Enzyme antagonists that reshape specificity. A. Native DNA repair by OGG-1 (glycosylase, β lyase) and small-molecule induced non-native DNA repair activity of OGG-1, which includes glycosylase, β lyase and new δ lyase steps. Bonds broken in the native reaction pathway, green; Additional bonds broken in paracatalytic pathway, red. Hashed box: OGG-1 activator, C/TH10785. Four products formed by OGG-1 when bound by C/TH10785 are shown in the lower box. B. Molecular structure of bifunctional PHICS for inducing AMPK catalyzed neophosphorylation of the transcription factor, BRD4. C. PHICS mechanism of action. Ternary complex formed from AMPK, BRD4 and PHICS, induces neophosphorylation at 5 sites on BRD4.

OGG-1 in the native DNA repair reaction combines nucleophilic catalysis and general acid/base catalysis to bring about no less than five bond making/breaking events per turnover, releasing three products: two DNA strands and the 8-oxoguanine base. The enzyme’s glycosylase activity removes 8-oxoguaine; this is followed by a slower β lyase activity, cutting the DNA backbone at the 3′ side of the lesion. The substrate and end products from the glycosylase/β lyase reactions are shown in Fig. 1 A.
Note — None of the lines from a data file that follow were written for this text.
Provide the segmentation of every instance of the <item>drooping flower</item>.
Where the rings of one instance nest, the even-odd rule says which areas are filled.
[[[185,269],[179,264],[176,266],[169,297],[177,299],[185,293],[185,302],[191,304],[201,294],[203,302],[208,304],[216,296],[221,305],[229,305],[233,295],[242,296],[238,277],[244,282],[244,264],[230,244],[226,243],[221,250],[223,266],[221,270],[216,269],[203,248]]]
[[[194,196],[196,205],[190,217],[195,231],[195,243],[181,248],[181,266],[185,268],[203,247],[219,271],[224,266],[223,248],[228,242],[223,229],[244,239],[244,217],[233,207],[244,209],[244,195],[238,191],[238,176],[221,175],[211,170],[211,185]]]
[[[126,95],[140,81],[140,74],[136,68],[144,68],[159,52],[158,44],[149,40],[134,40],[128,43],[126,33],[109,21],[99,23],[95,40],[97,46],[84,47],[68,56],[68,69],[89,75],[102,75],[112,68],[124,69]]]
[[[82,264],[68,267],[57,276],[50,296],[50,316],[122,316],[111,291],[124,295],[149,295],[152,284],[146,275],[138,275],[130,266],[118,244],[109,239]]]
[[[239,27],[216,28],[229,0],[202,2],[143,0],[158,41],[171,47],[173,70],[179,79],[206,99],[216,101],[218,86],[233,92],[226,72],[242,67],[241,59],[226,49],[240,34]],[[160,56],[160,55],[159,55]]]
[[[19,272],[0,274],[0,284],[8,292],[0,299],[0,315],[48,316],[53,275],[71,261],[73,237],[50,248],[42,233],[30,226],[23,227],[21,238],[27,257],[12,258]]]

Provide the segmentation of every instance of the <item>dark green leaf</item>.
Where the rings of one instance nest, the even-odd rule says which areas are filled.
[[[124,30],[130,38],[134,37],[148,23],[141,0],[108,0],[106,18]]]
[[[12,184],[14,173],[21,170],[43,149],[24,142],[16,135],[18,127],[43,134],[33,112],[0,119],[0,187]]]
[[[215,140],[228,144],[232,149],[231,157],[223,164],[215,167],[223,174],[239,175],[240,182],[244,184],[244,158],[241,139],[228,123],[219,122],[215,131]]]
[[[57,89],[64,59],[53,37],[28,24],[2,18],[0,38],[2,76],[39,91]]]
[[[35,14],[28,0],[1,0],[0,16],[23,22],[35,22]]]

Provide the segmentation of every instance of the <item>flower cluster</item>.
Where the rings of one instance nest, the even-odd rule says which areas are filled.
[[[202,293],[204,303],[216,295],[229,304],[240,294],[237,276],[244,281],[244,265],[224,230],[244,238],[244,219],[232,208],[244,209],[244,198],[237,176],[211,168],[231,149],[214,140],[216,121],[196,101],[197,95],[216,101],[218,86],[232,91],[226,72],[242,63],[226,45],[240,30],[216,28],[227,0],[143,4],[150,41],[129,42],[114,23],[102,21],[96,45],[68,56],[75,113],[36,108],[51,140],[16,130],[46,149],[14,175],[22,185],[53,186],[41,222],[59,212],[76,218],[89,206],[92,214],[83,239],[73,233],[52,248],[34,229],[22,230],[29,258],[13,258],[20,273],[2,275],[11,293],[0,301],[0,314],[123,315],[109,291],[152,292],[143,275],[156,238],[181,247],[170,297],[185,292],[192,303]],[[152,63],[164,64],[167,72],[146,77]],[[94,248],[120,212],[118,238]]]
OGG-1’s mechanism features product assisted catalysis where the cleaved 8-oxoguanine base is enlisted by OGG-1 as a co-factor to enhance the ensuing β lyase step.27 The activator C/TH10785 elaborates on product assisted catalysis. The authors propose that a nitrogen atom of the modified purine functions as a dual-purpose general acid/base catalyst. First C/TH10785 accelerates the β lyase activity of OGG-1, analogous to the behavior of 8-oxoguanine. In an ensuing step, the bound antagonist catalyzes a challenging δ elimination. The δ lyase activity, which appears unprecedented in previous studies on OGG-1, severs the DNA backbone at the 5′ side of the lesion. Antagonist-bound OGG-1 thereby breaks one substrate molecule into four products: 2 DNA strands, the 8-oxoguanine base and an unsaturated aldehyde (Fig. 1A, lower box). Along with the biochemical and structural analyses, elegant fluorescence microscopy experiments were carried out that support the altered mechanism and enhanced DNA repair by OGG-1 when C/TH10785 was added to cultured mammalian cells. This study by the Helleday group illustrates the versatility of small molecule enzyme antagonism while also showing that enzymatic side reactivity can be beneficial.26

3. Antagonists to override kinase substrate specificity

Kinases are evergreen targets for small molecule discovery, an enterprise largely focused on blocking oncogenic phosphorylation.28 Choudhary and colleagues have introduced novel kinase antagonists called PHICS, phosphorylation inducing chimeric small molecules that function by enhancing non-native activity.18 PHICS are reminiscent of molecular glues and PROTACs, mentioned earlier.29 This new class of bifunctional molecule combines an allosteric kinase activator with a binding element specific for a user-defined, substrate protein (Fig. 1B). The two moieties are joined by a tether of variable length and polarity. AMP activated protein kinase (AMPK) and protein kinase C (PKC) were targeted by PHICS; and two proteins, BRD4 and BTK, were evaluated as potential PHICS-induced neosubstrates.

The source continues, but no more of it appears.